Mokotowska Street 43
00-551 Warsaw
Jan Staszak, son of Ludwik and Antonina, born on 28 November 1898 [in] Mościska, Krasnystaw district. Last place of residence: Kostopol. He was interned and deported to the USSR, to Ostashkov in Kalinin Oblast, pochtovyj jaschik [mailbox] no. 37, married, secondary education, senior constable, employed at the Polish State Police station in Kostopol. On 18 September 1939, he was arrested at the police station in Kostopol together with other employees present there.
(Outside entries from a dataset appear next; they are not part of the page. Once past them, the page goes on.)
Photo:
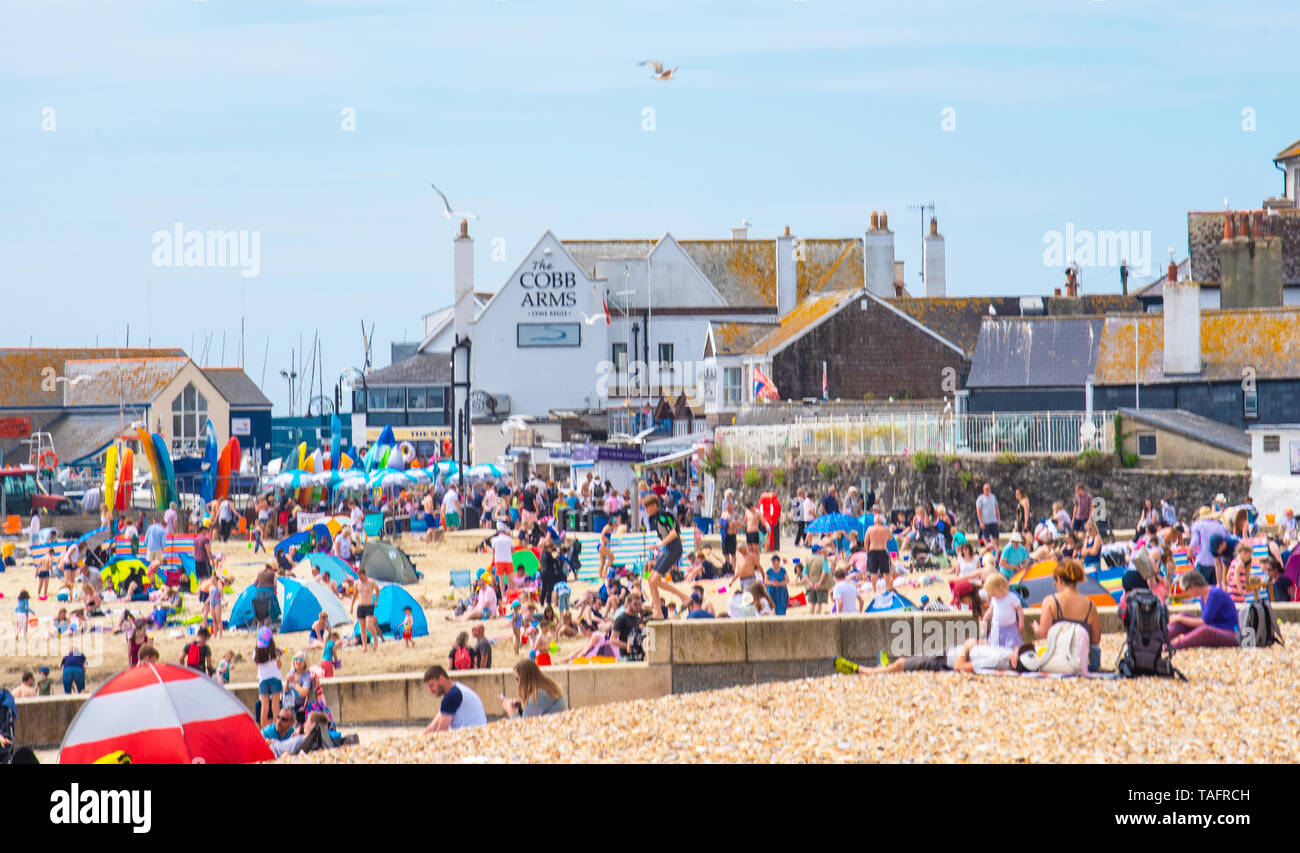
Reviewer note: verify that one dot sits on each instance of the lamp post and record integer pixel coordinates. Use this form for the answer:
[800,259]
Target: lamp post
[460,414]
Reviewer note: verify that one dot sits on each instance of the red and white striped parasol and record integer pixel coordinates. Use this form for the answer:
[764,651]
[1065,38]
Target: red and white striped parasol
[164,714]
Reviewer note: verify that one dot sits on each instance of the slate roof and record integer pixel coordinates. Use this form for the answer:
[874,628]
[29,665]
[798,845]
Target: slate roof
[115,381]
[1035,351]
[21,371]
[744,272]
[958,319]
[421,368]
[1194,427]
[1266,340]
[237,386]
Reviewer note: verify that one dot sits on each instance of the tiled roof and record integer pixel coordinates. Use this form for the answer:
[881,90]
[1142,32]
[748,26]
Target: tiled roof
[744,272]
[115,381]
[1035,351]
[237,386]
[1194,427]
[806,315]
[957,319]
[427,368]
[21,371]
[736,338]
[1264,340]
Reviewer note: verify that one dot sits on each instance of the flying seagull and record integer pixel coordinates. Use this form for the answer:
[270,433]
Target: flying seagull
[446,207]
[658,69]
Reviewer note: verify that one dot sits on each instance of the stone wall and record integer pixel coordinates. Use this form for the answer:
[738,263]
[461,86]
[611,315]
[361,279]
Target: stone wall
[956,483]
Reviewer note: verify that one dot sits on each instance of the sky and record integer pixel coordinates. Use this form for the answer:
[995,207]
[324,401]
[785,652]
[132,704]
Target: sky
[316,128]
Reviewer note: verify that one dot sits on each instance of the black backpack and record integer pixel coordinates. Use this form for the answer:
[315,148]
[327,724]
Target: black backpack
[1147,645]
[1261,627]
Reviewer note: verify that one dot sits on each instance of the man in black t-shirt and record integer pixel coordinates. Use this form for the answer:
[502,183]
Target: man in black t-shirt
[668,553]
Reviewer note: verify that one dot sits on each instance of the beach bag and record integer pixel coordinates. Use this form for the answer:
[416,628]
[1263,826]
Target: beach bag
[1147,637]
[1260,628]
[1066,650]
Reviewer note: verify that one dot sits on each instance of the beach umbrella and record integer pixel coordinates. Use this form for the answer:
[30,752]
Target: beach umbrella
[833,523]
[164,714]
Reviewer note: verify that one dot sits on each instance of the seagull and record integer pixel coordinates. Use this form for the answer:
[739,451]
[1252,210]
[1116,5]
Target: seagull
[446,207]
[658,69]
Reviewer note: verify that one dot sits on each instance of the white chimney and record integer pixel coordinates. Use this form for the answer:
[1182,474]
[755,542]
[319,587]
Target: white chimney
[932,263]
[787,275]
[1182,324]
[878,251]
[463,278]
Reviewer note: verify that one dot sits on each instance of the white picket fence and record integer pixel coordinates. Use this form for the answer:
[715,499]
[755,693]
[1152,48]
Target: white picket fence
[980,434]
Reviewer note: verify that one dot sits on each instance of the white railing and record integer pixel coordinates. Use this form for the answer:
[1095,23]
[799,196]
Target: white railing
[988,434]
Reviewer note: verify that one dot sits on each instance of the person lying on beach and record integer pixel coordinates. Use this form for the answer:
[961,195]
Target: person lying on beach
[973,656]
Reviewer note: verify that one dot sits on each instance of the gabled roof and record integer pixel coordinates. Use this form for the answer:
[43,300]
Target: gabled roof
[237,386]
[1035,351]
[112,381]
[421,368]
[806,316]
[1265,340]
[744,272]
[24,368]
[957,319]
[736,338]
[1194,427]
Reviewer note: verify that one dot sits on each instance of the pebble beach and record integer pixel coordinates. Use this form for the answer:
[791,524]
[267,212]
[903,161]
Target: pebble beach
[1236,708]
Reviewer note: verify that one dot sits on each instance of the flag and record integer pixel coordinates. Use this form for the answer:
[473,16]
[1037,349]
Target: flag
[763,386]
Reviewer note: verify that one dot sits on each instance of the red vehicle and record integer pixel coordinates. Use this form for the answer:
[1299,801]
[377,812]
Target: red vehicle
[24,493]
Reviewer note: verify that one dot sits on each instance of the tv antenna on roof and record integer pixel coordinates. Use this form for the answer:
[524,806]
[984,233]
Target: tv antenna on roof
[924,207]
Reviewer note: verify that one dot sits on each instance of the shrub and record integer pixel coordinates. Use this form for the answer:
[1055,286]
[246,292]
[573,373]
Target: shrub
[1093,460]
The first letter that I received from my husband Jan Staszak was sent on 29 November 1939 from the camp in Ostashkov. The second letter didn’t have a postage date, but it contained the following statement: “On 21 December I got your postcard” – and it was sent from Ostashkov. The third letter also didn’t have a postage date, but it contained the following statement: “I wish you a Merry Christmas and a Happy New Year” – and it was sent from Ostashkov. I didn’t receive any more letters from my husband.
On 13 April 1940, together with my two underage sons, Tadeusz and Ludwik, I was deported to a township in Kostanay Oblast, Ordzenikidzewski [?] region, farm no. 3 – nobody provided any justification for our deportation into the USSR. We stayed there until April 1946.
I would like to emphasize that apart from these three letters, I didn’t receive any other communication from my husband Jan Staszak and I don’t know what happened to him afterwards. I tried to find my husband Jan Staszak through the Polish Red Cross and other institutions. On 7 August 1967, I received a letter from the Registrar’s Office in the Śródmieście district of Warsaw (file no. I/5597/50) – it was an excerpt from a death certificate, stating that Jan Staszak, born on 28 November 1898, died on 9 May 1946, however, no place of death was specified.
In 1977, I remarried and changed my name from Staszak to Bulska.